C’est aussi l’avis de la majorité des gouvernants actuels depuis Angela Markel jusqu’à Barack Obama en passant par l’incontournable président de la République qui pense et dit la même chose même si c’est parfois sur un ton encore plus ferme. Pour trancher le débat, convoquons les influences de Spinoza, Kant, Nietzsche, Wittgenstein ou Heidegger dont les opinions sur la morale risquent d’être contestées en raison de son attachement dans le passé aux préceptes du grand Reich nazi. Pour établir et fixer leur conception de l’éthique Spinoza, comme Nietzsche, Kant ou Levinas font appel à la causalité, à la puissance de la vie, de la joie et du désir auxquels vient se joindre le principe responsabilité de Platon et plus récemment de Hans Jonas qui laisse la divinité hors de cause pour responsabiliser l’homme de son choix puis pour l’assumer. De la sorte, ce dernier ouvre une perspective visionnaire aux générations du futur dont l’humanité actuelle porte l’entière responsabilité. Après la disparition des idéologies marxistes léninistes, une suite ou une substitution devait leur être servie.
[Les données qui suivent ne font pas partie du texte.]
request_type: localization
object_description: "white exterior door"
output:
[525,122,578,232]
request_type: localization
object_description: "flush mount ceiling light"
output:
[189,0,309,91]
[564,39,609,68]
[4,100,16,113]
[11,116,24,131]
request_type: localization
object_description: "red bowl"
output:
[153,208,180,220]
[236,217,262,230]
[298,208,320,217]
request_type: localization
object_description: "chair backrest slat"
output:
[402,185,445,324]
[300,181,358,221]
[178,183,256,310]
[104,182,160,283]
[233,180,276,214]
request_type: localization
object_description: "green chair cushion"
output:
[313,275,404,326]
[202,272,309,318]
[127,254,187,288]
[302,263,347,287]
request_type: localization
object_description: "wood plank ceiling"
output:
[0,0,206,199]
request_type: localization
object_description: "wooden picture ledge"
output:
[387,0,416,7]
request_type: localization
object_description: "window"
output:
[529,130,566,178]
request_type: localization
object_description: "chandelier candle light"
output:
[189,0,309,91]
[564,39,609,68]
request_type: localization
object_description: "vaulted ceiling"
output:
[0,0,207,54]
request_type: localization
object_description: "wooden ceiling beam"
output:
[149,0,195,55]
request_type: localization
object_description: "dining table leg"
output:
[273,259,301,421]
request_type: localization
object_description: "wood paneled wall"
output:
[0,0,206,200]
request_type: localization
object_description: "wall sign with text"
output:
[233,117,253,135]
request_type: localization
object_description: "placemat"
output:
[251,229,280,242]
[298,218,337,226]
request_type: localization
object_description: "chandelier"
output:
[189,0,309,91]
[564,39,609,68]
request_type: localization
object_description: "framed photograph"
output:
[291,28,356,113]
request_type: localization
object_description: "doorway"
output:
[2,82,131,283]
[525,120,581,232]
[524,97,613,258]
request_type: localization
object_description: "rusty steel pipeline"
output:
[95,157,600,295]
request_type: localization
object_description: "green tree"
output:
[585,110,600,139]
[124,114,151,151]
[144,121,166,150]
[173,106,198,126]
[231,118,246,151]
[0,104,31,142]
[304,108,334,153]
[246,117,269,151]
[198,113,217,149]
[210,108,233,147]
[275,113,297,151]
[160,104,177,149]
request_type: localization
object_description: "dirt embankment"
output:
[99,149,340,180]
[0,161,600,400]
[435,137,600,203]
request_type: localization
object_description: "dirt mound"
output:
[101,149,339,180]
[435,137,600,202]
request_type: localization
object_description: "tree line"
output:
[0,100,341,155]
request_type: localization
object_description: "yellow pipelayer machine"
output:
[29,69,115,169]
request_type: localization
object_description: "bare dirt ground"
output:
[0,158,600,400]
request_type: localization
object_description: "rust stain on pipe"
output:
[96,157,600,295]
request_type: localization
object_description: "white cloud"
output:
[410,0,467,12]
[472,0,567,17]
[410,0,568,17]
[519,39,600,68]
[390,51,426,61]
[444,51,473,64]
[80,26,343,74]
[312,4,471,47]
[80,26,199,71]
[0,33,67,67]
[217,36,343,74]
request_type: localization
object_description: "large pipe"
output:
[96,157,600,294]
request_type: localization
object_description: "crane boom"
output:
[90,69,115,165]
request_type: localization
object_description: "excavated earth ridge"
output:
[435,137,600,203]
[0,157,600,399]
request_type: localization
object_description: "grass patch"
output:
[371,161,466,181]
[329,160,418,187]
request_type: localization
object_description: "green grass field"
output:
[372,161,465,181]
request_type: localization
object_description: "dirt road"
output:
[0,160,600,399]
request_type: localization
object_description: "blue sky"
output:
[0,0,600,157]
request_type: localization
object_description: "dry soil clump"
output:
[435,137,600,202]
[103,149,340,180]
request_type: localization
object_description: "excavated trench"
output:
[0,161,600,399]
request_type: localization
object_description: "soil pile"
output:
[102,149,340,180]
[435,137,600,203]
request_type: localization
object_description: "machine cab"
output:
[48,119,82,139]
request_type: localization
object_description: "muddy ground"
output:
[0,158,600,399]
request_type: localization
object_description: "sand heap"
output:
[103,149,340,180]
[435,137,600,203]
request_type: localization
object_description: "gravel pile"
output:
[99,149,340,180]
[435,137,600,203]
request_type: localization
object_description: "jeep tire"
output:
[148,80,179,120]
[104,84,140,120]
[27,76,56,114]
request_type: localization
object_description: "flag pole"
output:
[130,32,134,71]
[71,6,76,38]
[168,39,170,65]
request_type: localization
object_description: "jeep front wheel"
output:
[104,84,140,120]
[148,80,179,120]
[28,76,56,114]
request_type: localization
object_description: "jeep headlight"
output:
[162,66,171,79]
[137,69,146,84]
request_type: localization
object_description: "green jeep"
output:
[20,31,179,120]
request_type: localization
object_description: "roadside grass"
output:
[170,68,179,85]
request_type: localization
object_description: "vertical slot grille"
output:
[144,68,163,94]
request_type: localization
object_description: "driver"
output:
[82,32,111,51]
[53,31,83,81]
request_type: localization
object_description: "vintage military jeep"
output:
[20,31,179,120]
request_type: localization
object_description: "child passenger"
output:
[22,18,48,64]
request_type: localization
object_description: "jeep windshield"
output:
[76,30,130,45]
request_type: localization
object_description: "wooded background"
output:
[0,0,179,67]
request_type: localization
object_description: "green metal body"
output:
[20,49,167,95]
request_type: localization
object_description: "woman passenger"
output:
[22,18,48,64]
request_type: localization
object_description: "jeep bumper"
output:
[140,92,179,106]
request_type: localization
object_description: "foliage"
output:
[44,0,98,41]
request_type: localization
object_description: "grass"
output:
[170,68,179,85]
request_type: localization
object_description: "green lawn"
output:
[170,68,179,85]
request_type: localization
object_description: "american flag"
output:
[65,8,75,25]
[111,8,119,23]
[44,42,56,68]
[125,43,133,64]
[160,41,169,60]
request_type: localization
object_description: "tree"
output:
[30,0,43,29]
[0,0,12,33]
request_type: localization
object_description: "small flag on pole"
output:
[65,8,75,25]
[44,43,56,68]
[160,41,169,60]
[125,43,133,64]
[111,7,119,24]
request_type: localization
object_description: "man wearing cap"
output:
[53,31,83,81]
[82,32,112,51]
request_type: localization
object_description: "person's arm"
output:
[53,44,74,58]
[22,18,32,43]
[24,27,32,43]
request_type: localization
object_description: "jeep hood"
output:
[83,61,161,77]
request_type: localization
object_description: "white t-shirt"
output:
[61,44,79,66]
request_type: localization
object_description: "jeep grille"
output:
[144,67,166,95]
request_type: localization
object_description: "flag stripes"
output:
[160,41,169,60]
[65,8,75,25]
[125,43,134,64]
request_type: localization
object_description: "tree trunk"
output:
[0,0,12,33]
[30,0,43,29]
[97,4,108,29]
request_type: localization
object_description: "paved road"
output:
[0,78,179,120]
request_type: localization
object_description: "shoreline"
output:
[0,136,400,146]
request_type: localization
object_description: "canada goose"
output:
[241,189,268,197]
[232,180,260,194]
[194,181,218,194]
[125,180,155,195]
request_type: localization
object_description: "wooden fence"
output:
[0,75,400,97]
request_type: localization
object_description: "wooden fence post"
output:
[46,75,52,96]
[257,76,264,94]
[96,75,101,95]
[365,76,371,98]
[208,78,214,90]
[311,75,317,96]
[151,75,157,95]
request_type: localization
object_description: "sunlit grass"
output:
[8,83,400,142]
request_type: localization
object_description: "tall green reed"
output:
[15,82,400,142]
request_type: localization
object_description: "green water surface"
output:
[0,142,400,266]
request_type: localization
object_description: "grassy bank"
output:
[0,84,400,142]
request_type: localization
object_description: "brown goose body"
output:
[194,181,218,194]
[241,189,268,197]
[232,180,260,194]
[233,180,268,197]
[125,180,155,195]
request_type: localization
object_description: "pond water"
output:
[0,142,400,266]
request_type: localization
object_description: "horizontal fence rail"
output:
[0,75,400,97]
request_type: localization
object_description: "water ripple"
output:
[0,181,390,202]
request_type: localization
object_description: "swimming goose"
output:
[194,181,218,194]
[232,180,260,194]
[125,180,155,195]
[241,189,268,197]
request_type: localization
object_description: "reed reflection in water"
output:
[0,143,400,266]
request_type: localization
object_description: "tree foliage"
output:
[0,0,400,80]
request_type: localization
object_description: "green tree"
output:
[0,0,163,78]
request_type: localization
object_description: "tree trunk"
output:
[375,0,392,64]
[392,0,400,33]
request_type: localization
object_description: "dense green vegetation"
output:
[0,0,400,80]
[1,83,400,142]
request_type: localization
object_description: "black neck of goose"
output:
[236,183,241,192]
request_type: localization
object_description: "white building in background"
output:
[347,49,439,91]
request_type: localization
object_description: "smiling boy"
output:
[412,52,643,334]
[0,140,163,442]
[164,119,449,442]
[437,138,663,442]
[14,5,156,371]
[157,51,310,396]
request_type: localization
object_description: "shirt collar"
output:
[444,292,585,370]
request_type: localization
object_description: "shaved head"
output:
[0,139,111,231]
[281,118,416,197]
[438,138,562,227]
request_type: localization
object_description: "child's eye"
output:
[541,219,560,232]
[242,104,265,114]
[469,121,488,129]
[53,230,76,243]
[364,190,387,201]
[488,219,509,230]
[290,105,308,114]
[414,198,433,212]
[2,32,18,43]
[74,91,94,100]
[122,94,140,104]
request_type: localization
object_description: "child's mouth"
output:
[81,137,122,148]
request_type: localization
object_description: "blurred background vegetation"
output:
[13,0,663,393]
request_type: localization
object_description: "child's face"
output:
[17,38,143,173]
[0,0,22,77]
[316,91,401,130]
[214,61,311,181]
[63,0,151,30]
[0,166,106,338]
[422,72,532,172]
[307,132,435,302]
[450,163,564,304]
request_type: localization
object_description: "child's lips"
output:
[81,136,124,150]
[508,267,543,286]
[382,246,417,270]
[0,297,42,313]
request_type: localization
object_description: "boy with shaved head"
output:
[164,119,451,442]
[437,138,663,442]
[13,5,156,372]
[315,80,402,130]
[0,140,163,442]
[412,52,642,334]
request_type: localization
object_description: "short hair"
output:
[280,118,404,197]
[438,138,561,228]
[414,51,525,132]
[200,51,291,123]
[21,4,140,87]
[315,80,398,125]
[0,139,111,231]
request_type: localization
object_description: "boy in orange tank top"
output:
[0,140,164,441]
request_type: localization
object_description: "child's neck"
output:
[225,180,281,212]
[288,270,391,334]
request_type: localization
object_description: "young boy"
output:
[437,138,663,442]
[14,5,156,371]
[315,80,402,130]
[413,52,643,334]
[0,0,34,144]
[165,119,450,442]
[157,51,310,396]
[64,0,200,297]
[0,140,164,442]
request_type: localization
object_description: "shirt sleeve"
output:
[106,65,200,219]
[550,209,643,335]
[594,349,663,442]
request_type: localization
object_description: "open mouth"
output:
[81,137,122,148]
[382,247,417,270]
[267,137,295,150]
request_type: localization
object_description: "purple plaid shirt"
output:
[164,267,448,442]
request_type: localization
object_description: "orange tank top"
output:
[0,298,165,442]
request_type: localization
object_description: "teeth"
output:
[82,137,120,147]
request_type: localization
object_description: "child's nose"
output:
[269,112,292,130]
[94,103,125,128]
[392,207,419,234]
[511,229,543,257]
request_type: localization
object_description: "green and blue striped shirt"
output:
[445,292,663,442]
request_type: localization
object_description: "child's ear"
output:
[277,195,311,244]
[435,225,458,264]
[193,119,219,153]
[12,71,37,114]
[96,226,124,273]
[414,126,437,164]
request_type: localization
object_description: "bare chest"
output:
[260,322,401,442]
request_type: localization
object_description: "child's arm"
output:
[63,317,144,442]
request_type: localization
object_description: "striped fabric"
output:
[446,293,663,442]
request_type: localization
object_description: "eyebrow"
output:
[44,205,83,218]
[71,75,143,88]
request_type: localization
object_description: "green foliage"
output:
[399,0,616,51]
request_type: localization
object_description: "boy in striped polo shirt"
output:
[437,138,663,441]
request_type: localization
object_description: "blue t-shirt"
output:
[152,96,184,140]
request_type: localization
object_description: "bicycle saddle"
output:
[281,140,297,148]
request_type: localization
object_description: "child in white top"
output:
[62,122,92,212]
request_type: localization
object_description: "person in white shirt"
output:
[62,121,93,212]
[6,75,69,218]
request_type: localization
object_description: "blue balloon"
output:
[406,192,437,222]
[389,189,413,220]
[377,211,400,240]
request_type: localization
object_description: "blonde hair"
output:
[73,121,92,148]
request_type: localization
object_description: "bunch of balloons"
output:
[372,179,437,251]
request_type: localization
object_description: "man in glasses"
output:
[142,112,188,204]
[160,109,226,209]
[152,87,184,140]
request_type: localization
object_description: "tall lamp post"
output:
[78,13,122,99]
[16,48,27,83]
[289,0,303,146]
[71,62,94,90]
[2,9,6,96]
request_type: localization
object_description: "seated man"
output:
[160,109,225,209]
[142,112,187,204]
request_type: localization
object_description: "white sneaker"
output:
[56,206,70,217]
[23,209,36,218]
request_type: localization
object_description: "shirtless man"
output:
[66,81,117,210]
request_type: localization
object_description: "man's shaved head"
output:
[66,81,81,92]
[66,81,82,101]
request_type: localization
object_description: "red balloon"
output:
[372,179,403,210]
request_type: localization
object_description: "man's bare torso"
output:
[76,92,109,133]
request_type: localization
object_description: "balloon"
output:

Ce fut accompli après une inclinaison de l’utilitarisme fondé sur la notion du plus grand bonheur pour le plus grand nombre vers les principes de justice de l’Américain John Rawls qui exprime un idéal rationnel où toute augmentation de l’avantage des plus favorisés est compensée par une diminution du désavantage de ceux qui le sont moins. A l’heure où les écarts des revenus dans le monde ont atteint leur apogée, il est tentant pour les dirigeants des pays démocratiques de confisquer cet idéal pour le peuple dont ils ont endossé la responsabilité.